Added commentary about the overall design and its limitations.

author: Eli Zaretskii 2013-12-05 22:59:23 +0200
committer: Eli Zaretskii 2013-12-05 22:59:23 +0200
commit: 0cd7a14e577cae9c0713d1cfa549cfca3f0ca06c (patch)
tree: 31828931b3b0e4b1bf40e68e96f2601967c1266f /src
parent: a22205d67caa1cbf666a703d2bc26afd5a2704b6 (diff)
download: emacs-0cd7a14e577cae9c0713d1cfa549cfca3f0ca06c.tar.gz
emacs-0cd7a14e577cae9c0713d1cfa549cfca3f0ca06c.zip
1 files changed, 92 insertions, 0 deletions
diff --git a/src/w32.c b/src/w32.c
index 7d1ebebc68b..47c4f04b152 100644
--- a/src/w32.c
+++ b/src/w32.c
@@ -1290,6 +1290,98 @@ w32_valid_pointer_p (void *p, int size)
+/* Here's an overview of how the Windows build supports file names
+   that cannot be encoded by the current system codepage.

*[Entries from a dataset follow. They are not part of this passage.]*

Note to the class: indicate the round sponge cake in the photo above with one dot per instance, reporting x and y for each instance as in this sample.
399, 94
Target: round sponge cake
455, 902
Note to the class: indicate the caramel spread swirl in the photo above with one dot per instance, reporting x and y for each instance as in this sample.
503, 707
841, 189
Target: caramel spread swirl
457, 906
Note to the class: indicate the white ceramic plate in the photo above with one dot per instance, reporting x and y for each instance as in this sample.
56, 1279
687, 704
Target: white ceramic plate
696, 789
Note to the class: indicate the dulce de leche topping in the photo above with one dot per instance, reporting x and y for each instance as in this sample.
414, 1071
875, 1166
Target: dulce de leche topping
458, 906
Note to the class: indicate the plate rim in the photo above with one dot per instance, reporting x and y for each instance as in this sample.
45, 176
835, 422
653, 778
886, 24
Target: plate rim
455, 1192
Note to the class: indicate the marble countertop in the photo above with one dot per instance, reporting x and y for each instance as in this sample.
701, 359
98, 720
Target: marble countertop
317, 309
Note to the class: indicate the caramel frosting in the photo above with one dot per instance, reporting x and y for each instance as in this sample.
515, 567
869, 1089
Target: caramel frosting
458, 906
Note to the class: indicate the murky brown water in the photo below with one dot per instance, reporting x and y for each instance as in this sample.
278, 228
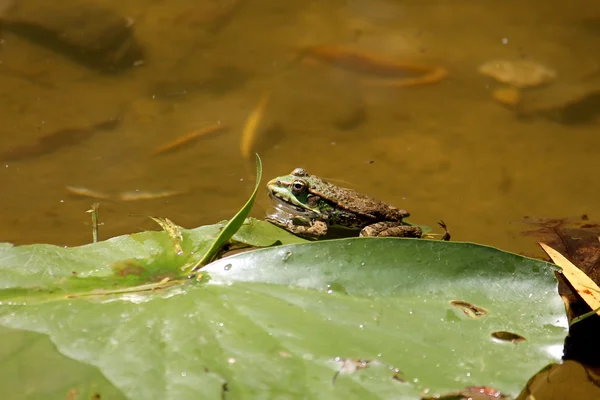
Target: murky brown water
446, 151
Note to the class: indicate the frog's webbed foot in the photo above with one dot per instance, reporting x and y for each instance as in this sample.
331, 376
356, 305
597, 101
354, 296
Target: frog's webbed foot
383, 229
300, 226
446, 236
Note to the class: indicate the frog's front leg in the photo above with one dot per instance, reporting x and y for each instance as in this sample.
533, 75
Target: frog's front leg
303, 227
395, 229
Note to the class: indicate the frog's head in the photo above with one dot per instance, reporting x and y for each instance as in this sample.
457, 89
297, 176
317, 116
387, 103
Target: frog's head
292, 192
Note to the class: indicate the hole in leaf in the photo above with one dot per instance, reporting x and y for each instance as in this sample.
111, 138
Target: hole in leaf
470, 310
508, 337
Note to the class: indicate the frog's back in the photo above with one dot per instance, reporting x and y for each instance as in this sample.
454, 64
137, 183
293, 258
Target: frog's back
359, 203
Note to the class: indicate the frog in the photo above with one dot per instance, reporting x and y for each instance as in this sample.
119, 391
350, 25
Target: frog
308, 206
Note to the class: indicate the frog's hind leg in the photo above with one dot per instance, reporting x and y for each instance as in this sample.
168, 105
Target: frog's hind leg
394, 229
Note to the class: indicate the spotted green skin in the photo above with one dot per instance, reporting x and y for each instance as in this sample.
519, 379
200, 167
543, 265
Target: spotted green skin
313, 205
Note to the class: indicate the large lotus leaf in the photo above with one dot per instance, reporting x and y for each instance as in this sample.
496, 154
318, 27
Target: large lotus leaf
32, 368
281, 322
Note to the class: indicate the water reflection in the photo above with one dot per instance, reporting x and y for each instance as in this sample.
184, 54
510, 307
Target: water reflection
445, 151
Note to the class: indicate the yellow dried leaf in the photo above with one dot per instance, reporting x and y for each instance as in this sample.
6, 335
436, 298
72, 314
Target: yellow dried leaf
587, 289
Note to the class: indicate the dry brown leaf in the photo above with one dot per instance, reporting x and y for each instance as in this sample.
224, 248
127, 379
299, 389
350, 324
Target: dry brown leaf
585, 287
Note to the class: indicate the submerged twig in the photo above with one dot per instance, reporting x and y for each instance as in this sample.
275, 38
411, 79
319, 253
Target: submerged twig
248, 138
189, 138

+   From the POV of Lisp and layers of C code above the functions here,
+   Emacs on Windows pretends that its file names are encoded in UTF-8;
+   see encode_file and decode_file on coding.c.  Any file name that is
+   passed as a unibyte string to C functions defined here is assumed
+   to be in UTF-8 encoding.  Any file name returned by functions
+   defined here must be in UTF-8 encoding, with only a few exceptions
+   reserved for a couple of special cases.  (Be sure to use
+   MAX_UTF8_PATH for char arrays that store UTF-8 encoded file names,
+   as they can be much longer than MAX_PATH!)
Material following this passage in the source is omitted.